Organizational Readiness Gaps¶
For a company to move an HR team toward agent-managed work, Open Cowork would need the same foundations required by the broader platform:
- owned agents and crews with lifecycle states
- case/work-item intake with SLA, priority, confidentiality, requester, and escalation state
- strict PII handling, redaction, retention, and access boundaries
- policy decisions before sensitive tool calls or external writes
- named human approvals for sensitive actions
- durable traces, artifact lineage, delivery records, and audit export
- eval suites before activation and after major model, prompt, memory, skill, policy, or connector changes
- governed connectors to systems of record rather than ad-hoc browser or shell behavior
- a durable service plane for scheduled and background work independent of one desktop session
HR-Ready Product Bar¶
Open Cowork should not be positioned as a regulated HR automation platform until an organization can answer:
- Which human owns this agent or crew?
- What cases is it allowed to touch?
- What data classes can it read, quote, store, or send?
- What external systems can it change?
- Which actions require approval?
- What evidence proves the work was correct?
- What eval suite certified the workflow?
- What trace and audit export explain the result?

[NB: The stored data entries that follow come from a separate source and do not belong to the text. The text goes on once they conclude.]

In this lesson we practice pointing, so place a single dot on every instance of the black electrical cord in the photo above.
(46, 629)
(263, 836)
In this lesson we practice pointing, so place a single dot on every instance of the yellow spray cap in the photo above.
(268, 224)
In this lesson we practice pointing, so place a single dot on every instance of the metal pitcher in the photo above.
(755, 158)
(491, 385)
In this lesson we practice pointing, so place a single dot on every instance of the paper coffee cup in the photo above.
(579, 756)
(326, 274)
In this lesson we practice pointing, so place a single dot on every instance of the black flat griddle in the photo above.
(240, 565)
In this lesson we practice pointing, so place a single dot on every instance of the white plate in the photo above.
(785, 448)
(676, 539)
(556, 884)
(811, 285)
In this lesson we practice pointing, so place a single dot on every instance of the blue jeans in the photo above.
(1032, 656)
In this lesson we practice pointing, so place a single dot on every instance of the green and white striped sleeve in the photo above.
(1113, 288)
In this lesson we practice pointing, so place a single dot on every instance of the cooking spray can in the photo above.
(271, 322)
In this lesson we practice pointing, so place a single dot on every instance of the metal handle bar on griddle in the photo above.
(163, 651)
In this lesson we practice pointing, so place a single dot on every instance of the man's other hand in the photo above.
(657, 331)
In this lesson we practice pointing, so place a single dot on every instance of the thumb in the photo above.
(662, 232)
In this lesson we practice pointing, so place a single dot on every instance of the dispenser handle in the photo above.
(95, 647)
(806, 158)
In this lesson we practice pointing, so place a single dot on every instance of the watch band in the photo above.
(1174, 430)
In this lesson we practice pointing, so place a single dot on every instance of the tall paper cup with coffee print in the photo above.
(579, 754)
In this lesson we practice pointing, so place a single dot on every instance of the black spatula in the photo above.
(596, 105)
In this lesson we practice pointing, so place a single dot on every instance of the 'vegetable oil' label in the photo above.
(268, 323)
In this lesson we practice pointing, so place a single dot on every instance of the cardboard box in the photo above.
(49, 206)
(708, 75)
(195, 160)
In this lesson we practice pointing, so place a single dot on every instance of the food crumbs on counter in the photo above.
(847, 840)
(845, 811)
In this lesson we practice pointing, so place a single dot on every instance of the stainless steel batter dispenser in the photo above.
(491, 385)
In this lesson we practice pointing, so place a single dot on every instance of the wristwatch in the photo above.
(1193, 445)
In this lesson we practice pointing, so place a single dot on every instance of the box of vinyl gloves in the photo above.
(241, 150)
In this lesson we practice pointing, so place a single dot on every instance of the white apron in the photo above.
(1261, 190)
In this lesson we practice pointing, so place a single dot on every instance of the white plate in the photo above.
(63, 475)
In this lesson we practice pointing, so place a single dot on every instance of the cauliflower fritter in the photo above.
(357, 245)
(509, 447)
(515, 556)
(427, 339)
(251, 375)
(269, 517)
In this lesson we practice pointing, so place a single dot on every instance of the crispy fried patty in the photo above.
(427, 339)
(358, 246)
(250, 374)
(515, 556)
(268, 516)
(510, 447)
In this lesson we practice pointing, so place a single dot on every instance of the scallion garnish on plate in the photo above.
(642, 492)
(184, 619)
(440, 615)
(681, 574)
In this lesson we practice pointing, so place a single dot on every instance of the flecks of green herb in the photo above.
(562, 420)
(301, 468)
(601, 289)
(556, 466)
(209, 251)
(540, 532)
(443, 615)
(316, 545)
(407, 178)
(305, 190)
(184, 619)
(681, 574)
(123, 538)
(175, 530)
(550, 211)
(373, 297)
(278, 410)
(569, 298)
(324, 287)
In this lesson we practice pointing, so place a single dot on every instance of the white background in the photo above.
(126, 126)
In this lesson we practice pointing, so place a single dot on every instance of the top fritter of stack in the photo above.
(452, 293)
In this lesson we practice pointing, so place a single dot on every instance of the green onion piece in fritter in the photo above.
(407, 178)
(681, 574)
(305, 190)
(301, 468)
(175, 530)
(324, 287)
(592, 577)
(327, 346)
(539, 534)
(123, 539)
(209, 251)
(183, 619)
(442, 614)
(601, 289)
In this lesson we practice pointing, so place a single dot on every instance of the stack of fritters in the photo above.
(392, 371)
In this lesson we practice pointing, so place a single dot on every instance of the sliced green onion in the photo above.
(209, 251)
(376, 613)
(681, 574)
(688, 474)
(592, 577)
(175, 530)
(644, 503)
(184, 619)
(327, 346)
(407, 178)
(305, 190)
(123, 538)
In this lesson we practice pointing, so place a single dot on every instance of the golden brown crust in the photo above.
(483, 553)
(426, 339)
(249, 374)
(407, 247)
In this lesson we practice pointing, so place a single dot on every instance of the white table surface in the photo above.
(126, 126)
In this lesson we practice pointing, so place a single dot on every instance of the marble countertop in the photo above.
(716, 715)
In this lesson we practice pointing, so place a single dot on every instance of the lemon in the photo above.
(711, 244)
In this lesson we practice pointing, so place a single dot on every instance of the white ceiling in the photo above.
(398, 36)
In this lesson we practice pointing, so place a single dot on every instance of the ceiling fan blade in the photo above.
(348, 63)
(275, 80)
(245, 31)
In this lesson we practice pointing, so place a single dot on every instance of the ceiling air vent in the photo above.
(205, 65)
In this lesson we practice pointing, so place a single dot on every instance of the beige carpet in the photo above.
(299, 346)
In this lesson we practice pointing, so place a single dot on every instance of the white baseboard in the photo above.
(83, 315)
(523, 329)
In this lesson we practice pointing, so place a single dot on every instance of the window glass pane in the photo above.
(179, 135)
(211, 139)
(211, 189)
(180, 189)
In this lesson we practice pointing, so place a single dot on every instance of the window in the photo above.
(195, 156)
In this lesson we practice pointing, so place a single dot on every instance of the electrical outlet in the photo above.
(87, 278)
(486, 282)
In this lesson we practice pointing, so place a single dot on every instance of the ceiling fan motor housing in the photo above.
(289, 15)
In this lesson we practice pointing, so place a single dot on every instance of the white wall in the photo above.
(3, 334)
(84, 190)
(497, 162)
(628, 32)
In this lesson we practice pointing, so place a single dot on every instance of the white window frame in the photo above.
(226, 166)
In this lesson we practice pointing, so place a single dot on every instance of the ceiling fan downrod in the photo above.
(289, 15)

- How can the organization pause, revoke, quarantine, or retire it?
Non-Goals¶
- Do not build a second runtime beside OpenCode.
- Do not copy OpenClaw or ZeroClaw's daemon semantics into Open Cowork when OpenCode already owns session execution.
- Do not auto-edit identity, memory, skills, or SOPs without a visible approval path.
- Do not expose unrestricted host shell or filesystem access to remote channel input.
- Do not make "self-learning" mean background model fine-tuning.
Product Bar¶
Open Cowork becomes claw-like when a user can:
- Create agents and crews with identity, ownership, scoped capabilities, evals, memory boundaries, budgets, and autonomy policy.
- Route work items into agents, crews, SOPs, inboxes, or drafts.
- See who did what through durable traces, artifact lineage, policy decisions, approvals, and eval results.
- Let repeatable work run through durable schedules, queues, retries, and supervised background execution.
- Review improvement proposals and promote only approved lessons into memory, SOPs, skills, eval cases, crew config, or policy.
- Route controlled inbound work from channels only after allowlists, policy, workspace profiles, and draft-first delivery are in place.
- Trust that every capability is scoped, logged, inspectable, evaluated, and revocable.
That is the path to an always-on agent product without violating the core Open Cowork boundary.